Мы пошли освобождать чужую землю – Польшу – и увидели Майданек. И оказалось тогда: для русского сердца и чужое горе своё. Как своя, жжёт душу чужая горькая слеза. Как свои, эти осиротелые дети, как своя, эта поруганная земля, и обида, нанесённая немцем поляку, вопиет о возмездии, как и своя. Так на наши плечи упало и чужое горе – горе замордованной Польши. Так к нашему бесконечному счету прибавился счёт освобождаемых нами народов. Мы вышли на Вислу.

До Берлина теперь было пятьсот пятьдесят километров.

За Вислой горела Варшава. Много недель мы видели пламя над нею, чёрный дым, как траурный флаг, горестно трепетал в небе. Переплывая хмурую вздувшуюся реку, к нам добирались люди из Варшавы. Они приносили страшные вести. И все-таки, когда мы в Варшаву вошли, мы содрогнулись.

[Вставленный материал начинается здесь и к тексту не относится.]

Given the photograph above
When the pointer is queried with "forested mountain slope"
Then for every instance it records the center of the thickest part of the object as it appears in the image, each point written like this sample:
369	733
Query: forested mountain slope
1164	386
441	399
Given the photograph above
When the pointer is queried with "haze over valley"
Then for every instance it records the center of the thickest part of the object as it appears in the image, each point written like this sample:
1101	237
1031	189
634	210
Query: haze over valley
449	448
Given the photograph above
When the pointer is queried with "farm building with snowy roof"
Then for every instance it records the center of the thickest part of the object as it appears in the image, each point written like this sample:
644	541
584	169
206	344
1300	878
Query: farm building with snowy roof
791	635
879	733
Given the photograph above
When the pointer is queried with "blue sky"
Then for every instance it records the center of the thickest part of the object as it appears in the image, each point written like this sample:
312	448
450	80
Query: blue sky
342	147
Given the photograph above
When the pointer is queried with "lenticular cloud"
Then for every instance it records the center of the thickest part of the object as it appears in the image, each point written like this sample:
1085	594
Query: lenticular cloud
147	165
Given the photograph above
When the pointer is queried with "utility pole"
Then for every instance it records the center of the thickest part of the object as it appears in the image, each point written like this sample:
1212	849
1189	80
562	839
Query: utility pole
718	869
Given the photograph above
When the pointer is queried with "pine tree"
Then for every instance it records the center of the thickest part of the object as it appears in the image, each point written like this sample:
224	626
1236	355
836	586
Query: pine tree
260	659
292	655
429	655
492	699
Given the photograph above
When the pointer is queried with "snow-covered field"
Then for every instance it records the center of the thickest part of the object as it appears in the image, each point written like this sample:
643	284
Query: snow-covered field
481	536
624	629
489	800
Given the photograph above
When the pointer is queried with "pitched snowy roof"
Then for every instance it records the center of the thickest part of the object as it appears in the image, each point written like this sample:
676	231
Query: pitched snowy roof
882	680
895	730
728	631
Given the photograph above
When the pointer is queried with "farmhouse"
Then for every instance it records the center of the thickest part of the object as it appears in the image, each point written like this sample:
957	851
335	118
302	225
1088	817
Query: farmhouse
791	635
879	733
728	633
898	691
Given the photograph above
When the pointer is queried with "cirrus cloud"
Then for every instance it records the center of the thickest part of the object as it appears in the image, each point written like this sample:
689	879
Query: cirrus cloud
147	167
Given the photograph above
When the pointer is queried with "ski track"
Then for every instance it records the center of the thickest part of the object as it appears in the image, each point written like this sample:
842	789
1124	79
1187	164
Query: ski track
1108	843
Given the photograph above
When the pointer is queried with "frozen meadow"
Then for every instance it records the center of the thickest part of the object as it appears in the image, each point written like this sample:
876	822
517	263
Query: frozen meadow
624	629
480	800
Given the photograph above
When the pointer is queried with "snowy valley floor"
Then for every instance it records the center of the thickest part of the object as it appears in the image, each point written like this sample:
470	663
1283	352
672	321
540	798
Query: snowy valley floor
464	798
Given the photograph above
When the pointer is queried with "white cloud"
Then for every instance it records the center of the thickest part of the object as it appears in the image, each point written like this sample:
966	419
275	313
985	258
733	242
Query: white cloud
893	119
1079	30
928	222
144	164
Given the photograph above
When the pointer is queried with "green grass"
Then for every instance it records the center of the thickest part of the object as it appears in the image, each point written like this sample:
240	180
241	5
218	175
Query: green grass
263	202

Здесь немцы не только разрушили все памятники, взорвали все костёлы, сожгли заводы, музеи, дома – они снесли даже целые улицы, разворотили магистрали, и мы с трудом пробирались через эти горы битой мебели, мусора и щебня, сквозь этот хаос обгорелого кирпича и взорванного бетона, сквозь каменные джунгли Варшавы.

Наше наступление было стремительным. Мы входили в разрушенные и в целые города. До Берлина оставалось четыреста пятьдесят, потом четыреста, наконец, триста пятьдесят километров.

Но, раньше чем вступить на немецкую землю, мы должны были еще пройти через «новый немецкий рейх».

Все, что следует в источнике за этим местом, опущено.